"Pourquoi devons nous, paysans pauvres, payer l'entrée de la Bulgarie dans l'Union européenne avec notre rakia", s'est indigné Emil Voutchkov, un bouilleur de cru de Kraïnitsi (sud-ouest). Il travaille dans le seul endroit du village où les gens obtenaient leur eau-de-vie traditionnelle par la distillation de vapeurs de raisins ou d'autres fruits. Actuellement la "maison à rakia" avec ses huit alambics en cuivre est déserte, boycottée par les paysans. Depuis l'adhésion de la Bulgarie à l'UE le 1er janvier, M. Voutchkov est obligé d'exiger de ses clients une accise pour la production d'alcool par des particuliers. "Les gens apportent du marc de raisin et veulent le faire bouillir pour obtenir de la rakia.
Mais dès qu'ils entendent parler d'impôt, ils disent qu'ils en distilleront plutôt à la maison dans des alambics improvisés à partir d'anciennes machines à laver, des samovars à thé ou toute sorte de pots", précise le chef de la coopérative de Kraïnitsi, Lazar Zaharinov. La coopérative propriétaire de la distillerie brevetée doit désormais prélever 2,2 leva (1,1 euro) par litre de rakia et si la quantité du produit dépasse 30 litres, l'impôt s'élève à 4,4 leva (2,2 euros) par litre. Depuis une semaine les fonctionnaires du fisc multiplient les contrôles dans les villages et imposent une amende élevée à tout propriétaire de distillerie traditionnelle ne respectant pas le nouveau règlement.
Quatre distilleries ont déjà été sanctionnées dans la région de Sandanski (sud-ouest) connue pour ses vignobles. "Etes-vous du fisc? Car si vous l'êtes, nous ne vous dirons pas où est la maison à rakia", maugrééent plusieurs vieilles femmes réunies sur la place centrale de Kraïnitsi. "Les gens ici sont pauvres. Ils travaillent leurs vignobles et leurs vergers toute l'année, leur seule joie et moyen de subsistance est la rakia qu'ils en tirent", selon M. Zaharinov. Il ne faut pas oublier que les paysans doivent aussi payer le sucre et le bois, rappelle-t-il et s'ils doivent en plus payer l'accise, l'affaire n'est plus rentable. "Si on calcule toutes les dépenses, les gens doivent payer leur rakia aux prix du marché", ajoute-t-il. Près de 200 habitants de Kraïnitsi ont déjà signé une pétition réclamant "soit une abolition de l'accise, soit au moins son introduction graduelle".
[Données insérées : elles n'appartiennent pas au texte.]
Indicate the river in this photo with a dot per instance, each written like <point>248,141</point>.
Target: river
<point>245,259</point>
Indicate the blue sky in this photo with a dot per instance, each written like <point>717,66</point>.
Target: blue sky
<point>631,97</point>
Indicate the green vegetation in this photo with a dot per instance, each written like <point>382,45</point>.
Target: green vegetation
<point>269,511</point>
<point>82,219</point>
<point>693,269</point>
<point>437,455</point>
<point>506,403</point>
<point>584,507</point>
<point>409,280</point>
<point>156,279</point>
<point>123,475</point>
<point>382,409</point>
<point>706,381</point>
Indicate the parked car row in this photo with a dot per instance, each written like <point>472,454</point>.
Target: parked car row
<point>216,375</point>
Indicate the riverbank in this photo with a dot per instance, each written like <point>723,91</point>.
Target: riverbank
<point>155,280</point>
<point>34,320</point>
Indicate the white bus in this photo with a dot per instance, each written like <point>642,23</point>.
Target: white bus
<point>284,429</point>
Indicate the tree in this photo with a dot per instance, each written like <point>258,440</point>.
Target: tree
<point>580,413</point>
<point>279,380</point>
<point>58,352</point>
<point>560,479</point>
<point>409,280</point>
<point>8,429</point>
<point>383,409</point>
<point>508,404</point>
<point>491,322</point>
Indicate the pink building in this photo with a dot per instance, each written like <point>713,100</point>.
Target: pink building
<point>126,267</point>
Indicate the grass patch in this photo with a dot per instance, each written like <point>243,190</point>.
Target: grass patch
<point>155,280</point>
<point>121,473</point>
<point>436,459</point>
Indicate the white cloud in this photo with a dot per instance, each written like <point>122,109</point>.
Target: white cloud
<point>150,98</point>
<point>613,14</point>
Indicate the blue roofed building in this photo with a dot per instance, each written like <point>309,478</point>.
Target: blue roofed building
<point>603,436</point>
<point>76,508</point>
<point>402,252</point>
Plus radicaux, plusieurs centaines de paysans de la région de Sandanski ont déversé mardi du marc et de l'eau de vie sur la place du village de Katountsi pour protester contre la taxe. Si l'accise est maintenue, ils recommenceront le 14 février, fête du Saint Trifon et jour du vin en Bulgarie, devant le Parlement à Sofia. "Faire de la rakia est une tradition bulgare. Et cette accise nous assassine. Elle nous oblige soit à violer la loi, soit à renoncer à fabriquer de la rakia", s'est insurgé Ognian Koukov, maire de Kapatovo (sud). Il était apparu à la télévision en train de faire bouillir du marc dans une distillerie improvisée. "Avant c'est l'Union soviétique qui nous dictait quoi faire, maintenant c'est l'Union européenne", s'indignait un autre paysan.
Les protestations ont eu un écho au parlement où le député d'opposition Yane Yanev a demandé le "report de l'introduction de l'accise jusqu'au 1er janvier 2009 comme l'a fait la Roumanie voisine" qui vient aussi d'adhérer à l'UE . Mais le président du parlement Guéorgui Pirinski y est opposé car "la Bulgarie a déjà obtenu la réduction maximale de l'accise". Mais le débat ne fait que commencer.